The Women’s National Abortion Action Campaign is objecting to TV ads encouraging voters to consider election candidates’ positions on abortion. The ads, paid for by the group Right to Life and running in prime time, use the catchphrase “Abortion – It’s Just Not Right” and urge voters to tick the boxes of candidates who take an anti-abortion stance.
Wonaac spokeswoman Di Cleary duly turned up on Morning Report condemning the ads, noting that “typically, they don’t focus on men’s responsibilities in an unwanted pregnancy”.

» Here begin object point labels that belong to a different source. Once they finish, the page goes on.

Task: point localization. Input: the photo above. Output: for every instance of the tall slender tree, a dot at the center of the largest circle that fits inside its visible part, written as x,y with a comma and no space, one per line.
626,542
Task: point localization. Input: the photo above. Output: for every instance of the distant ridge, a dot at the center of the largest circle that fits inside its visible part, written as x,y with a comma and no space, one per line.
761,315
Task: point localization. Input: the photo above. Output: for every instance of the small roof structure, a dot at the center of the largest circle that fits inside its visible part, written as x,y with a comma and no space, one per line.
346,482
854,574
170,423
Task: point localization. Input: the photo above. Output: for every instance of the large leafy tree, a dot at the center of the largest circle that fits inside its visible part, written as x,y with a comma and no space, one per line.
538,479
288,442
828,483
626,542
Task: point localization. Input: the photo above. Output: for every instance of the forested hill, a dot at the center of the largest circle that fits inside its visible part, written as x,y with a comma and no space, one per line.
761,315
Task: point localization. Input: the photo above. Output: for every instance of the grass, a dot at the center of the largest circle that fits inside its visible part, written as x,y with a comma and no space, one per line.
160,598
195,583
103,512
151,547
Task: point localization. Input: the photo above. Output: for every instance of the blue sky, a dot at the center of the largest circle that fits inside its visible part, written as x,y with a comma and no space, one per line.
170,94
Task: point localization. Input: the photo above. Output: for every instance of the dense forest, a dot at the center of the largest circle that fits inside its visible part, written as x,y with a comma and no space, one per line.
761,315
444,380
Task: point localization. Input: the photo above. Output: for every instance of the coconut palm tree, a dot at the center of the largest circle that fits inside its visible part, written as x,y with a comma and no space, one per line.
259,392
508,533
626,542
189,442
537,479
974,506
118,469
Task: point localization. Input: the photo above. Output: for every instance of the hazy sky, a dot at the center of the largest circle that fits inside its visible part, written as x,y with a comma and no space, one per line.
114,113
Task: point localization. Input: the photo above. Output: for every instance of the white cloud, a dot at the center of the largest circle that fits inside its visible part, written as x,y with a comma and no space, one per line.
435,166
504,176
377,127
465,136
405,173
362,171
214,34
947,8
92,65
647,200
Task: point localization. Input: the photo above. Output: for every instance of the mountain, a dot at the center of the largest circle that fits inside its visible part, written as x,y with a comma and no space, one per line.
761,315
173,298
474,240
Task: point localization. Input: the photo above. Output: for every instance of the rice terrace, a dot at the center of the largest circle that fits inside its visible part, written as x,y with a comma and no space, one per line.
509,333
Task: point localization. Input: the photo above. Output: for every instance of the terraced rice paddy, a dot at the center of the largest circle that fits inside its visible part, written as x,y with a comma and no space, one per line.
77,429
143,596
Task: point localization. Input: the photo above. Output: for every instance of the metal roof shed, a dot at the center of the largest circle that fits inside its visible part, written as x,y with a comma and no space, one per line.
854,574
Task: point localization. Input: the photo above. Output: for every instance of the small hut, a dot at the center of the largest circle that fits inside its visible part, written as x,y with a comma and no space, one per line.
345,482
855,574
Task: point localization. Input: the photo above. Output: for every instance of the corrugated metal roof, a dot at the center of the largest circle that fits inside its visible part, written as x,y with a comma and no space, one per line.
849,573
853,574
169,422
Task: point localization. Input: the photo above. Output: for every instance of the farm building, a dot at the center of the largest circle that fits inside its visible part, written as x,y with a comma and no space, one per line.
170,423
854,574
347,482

I found this pretty rich, given that pro-abortion groups like Wonaac have done their utmost to render men invisible in the abortion process. Their position has always been that it’s solely a woman’s right to determine whether she should abort a baby; the father’s rights have never merited a millisecond’s consideration.
Now they seem to having a bet each way: saying that men should take responsibility for unplanned pregnancies, but that if the mother decides to abort then it's nothing to do with the father. Huh?
I'm 100 percent in favour of men accepting responsibility for the lives they help conceive. But groups like Wonaac encourage women to abort babies with no regard whatsoever for the views of fathers who want the pregnancy to proceed and are committed to being conscientious parents.
It’s an interesting change of tack, to say the least, for Wonaac suddenly to be insisting that fathers meet their responsibilities when in the past it’s behaved as if they don’t even exist.